NHacker Next
  • new
  • past
  • show
  • ask
  • show
  • jobs
  • submit
Testing Postgres race conditions with synchronization barriers (lirbank.com)
throwaway2ge5hg 1 days ago [-]
Postgres has SERIALIZABLE transaction isolation level. Just use it and then you never have to worry about any of these race conditions.

And if for some reason you refuse to, then this "barrier" or "hooks" approach to testing will in practice not help. It requires you to already know the potential race conditions, but if you are already aware of them then you will already write your code to avoid them. It is the non-obvious race conditions that should scare you.

To find these, you should use randomized testing that runs many iterations of different interleavings of transaction steps. You can build such a framework that will hook directly into your individual DB query calls. Then you don't have to add any "hooks" at all.

But even that won't find all race condition bugs, because it is possible to have race conditions surface even within a single database query.

You really should just use SERIALIZABLE and save yourself all the hassle and effort and spending hours writing all these tests.

LgWoodenBadger 20 hours ago [-]
“because it is possible to have race conditions surface even within a single database query.”

This brought back awful memories of MS SQLServer and JDBC. Way back when, maybe Java 1.5 or so, SQLServer would deadlock between connections when all they were doing was executing the exact same statement.
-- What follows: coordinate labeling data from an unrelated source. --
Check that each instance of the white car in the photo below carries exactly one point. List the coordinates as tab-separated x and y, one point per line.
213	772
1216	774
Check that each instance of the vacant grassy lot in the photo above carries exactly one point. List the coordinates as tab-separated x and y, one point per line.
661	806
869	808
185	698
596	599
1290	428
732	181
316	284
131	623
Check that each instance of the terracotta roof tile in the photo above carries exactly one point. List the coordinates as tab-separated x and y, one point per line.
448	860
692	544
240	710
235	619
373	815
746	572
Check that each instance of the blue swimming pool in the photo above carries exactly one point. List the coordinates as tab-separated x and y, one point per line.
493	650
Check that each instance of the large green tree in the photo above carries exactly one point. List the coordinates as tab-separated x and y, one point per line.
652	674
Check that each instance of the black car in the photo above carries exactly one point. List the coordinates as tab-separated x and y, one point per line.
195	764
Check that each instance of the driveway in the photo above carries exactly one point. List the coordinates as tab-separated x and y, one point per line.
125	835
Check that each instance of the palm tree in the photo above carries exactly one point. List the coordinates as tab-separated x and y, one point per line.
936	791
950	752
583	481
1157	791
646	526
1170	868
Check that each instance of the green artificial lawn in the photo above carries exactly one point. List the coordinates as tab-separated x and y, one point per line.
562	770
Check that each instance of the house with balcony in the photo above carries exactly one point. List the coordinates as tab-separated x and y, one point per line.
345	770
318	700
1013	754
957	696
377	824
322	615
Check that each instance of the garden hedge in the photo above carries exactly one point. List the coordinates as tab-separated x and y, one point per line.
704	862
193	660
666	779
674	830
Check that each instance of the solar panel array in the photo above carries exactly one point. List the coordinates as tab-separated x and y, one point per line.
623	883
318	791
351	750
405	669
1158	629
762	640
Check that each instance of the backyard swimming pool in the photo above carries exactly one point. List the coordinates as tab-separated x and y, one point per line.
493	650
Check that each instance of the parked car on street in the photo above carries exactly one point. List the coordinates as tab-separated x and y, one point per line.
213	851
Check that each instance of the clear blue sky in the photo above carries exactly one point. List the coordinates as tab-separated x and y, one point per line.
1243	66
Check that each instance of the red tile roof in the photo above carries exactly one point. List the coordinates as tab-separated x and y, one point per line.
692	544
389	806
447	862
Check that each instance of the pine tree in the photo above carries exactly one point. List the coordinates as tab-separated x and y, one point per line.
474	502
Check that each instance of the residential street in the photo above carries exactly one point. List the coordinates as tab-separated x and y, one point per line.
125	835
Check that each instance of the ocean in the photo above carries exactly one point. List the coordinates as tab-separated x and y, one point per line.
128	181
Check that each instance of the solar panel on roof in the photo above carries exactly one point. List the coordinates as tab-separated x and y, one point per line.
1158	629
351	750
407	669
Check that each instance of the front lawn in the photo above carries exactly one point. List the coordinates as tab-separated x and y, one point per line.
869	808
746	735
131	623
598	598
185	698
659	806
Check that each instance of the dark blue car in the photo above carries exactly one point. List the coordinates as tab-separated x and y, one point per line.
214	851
Literally. Not the same general statement with different parameters.

lirbank 1 days ago [-]
Good call, SERIALIZABLE is a strong option - it eliminates a whole class of bugs at the isolation level. The trade-off is your app needs to handle serialization failures with retry logic, which introduces its own complexity. That retry logic itself needs testing, and barriers work for that too. On randomized testing - that actually has the same limitation you mentioned about barriers: you need to know where to point it. And without coordination, the odds of two operations overlapping at exactly the wrong moment are slim. You'd need enormous pressure to trigger the race reliably, and even then a passing run doesn't prove much. Barriers make the interleaving deterministic so a pass actually means something.
danielheath 22 hours ago [-]
SERIALIZABLE is really quite hard to retrofit to existing apps; deadlocks, livelocks, and “it’s slow” show up all over the place when you switch it on.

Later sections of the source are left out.